Accogliendo il ricorso del governo bolivariano, la Corte d’Appello aveva disposto che, prima di sciogliere la riserva sulla delicata contesa, sarebbe stato necessario determinare se il governo britannico «riconosca il signor Guaidó come presidente del Venezuela a tutti gli effetti e, di conseguenza, non riconosca il signor Maduro come presidente a nessun effetto». Avanzando dunque il dubbio che il riconoscimento di Guaidó come presidente de iure non impedisse di considerare Maduro come presidente de facto, come sembrava suggerire il mantenimento da parte di Londra di regolari relazioni diplomatiche con Caracas.

La Corte suprema, tuttavia, ha corretto lunedì tale sentenza, definendo «non equivoca» la qualifica da parte di Londra «del signor Guaidò come presidente del Venezuela» e dando mandato al Tribunale commerciale del Regno unito di stabilire a chi, tra Maduro e il leader oppositore, restituire l’oro.

Durissima la risposta del ministero degli Esteri bolivariano: seguendo i dettami di Washington, si legge nella sua nota, «il governo britannico ricorre a una montatura politica fraudolenta, in complicità con fattori estremisti della politica venezuelana guidati dall’impostore Juan Guaidó, con il perverso obiettivo di rubare spudoratamente l’oro dei venezuelani e appropriarsi delle riserve internazionali del paese».

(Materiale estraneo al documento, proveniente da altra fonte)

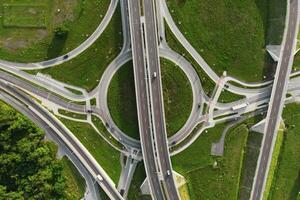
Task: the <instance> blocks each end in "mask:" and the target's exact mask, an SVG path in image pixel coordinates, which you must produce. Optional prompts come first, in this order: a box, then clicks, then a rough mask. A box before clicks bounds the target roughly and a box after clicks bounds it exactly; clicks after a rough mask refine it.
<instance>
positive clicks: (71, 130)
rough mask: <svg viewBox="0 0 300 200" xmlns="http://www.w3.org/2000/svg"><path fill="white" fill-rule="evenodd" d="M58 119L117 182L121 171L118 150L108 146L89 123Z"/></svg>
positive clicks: (106, 171) (116, 182)
mask: <svg viewBox="0 0 300 200" xmlns="http://www.w3.org/2000/svg"><path fill="white" fill-rule="evenodd" d="M60 120H61V121H62V122H63V123H64V124H65V125H66V126H67V127H68V128H69V129H70V131H71V132H72V133H73V134H74V135H75V136H76V137H77V138H78V139H79V140H80V142H81V143H82V144H83V145H84V146H85V148H86V149H87V150H88V151H89V152H90V153H91V154H92V156H93V157H94V158H95V159H96V160H97V162H98V163H99V164H100V165H101V167H102V168H103V169H104V170H105V171H106V173H107V174H108V175H109V176H110V177H111V179H112V180H113V181H114V182H115V183H116V184H117V183H118V180H119V176H120V173H121V166H120V161H119V160H120V154H119V152H118V151H116V150H115V149H113V148H112V147H111V146H109V144H107V143H106V142H105V141H104V140H103V139H102V137H101V136H100V135H99V134H98V133H97V132H96V131H95V130H94V129H93V127H91V126H90V125H89V124H87V123H81V122H74V121H71V120H67V119H62V118H60Z"/></svg>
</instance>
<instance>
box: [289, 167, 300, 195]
mask: <svg viewBox="0 0 300 200" xmlns="http://www.w3.org/2000/svg"><path fill="white" fill-rule="evenodd" d="M299 191H300V170H299V171H298V176H297V179H296V181H295V183H294V185H293V188H292V190H291V193H290V196H289V198H288V199H289V200H294V199H297V196H298V193H299Z"/></svg>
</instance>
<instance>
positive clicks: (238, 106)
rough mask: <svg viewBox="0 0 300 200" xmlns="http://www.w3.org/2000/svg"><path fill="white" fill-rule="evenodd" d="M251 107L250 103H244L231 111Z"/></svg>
mask: <svg viewBox="0 0 300 200" xmlns="http://www.w3.org/2000/svg"><path fill="white" fill-rule="evenodd" d="M248 105H249V103H242V104H239V105H236V106H232V108H231V110H233V111H234V110H239V109H241V108H246V107H247V106H248Z"/></svg>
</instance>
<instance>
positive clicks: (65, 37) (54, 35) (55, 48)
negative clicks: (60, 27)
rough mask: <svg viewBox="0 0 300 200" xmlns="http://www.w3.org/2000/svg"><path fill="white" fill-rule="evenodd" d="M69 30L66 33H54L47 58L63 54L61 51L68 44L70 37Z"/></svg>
mask: <svg viewBox="0 0 300 200" xmlns="http://www.w3.org/2000/svg"><path fill="white" fill-rule="evenodd" d="M68 35H69V33H68V32H65V33H64V34H57V33H54V35H53V37H52V40H51V43H50V45H49V48H48V51H47V58H48V59H52V58H56V57H58V56H61V53H62V51H63V49H64V47H65V45H66V41H67V39H68Z"/></svg>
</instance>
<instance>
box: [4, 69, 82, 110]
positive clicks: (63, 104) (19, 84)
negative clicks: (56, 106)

Che il Regno unito continui a considerare Guaidó come il legittimo presidente del Venezuela non potrebbe apparire più grottesco. Tanto più dopo il risultato delle «mega elezioni» municipali e regionali del 21 novembre scorso, stravinte dal governo Maduro e straperse dall’opposizione radicale che, convintasi a partecipare nuovamente alle elezioni dopo tre anni di boicottaggio, ha pagato tutto il discredito provocato dal saccheggio parassitario delle casse statali e dalla lunga serie di promesse mancate che hanno caratterizzato la stagione del «governo per Internet» dell’autoproclamato Guaidó.

Elezioni legittimate dalla presenza di un esercito di osservatori internazionali, tra cui quelli del Centro Carter, delle Nazioni unite, del Ceela (Consiglio di esperti elettorali dell’America latina) e dell’Unione europea.

E se Guaidó – che dal 2019 a oggi ha visto calare da 60 a 16 i paesi che riconoscono la legittimità del suo «governo fake» – ha comunque deciso di prolungare il suo interinato fino alle prossime elezioni presidenziali, il suo isolamento diventa sempre più netto anche all’interno della stessa opposizione radicale: l’ultimo a voltargli le spalle è stato il dirigente di Primero Justicia, Julio Borges, che ha accusato il governo interino di essere «gestito da una casta», di essersi «burocratizzato» e di non compiere più alcuna funzione. Per concludere con un laconico «Deve sparire».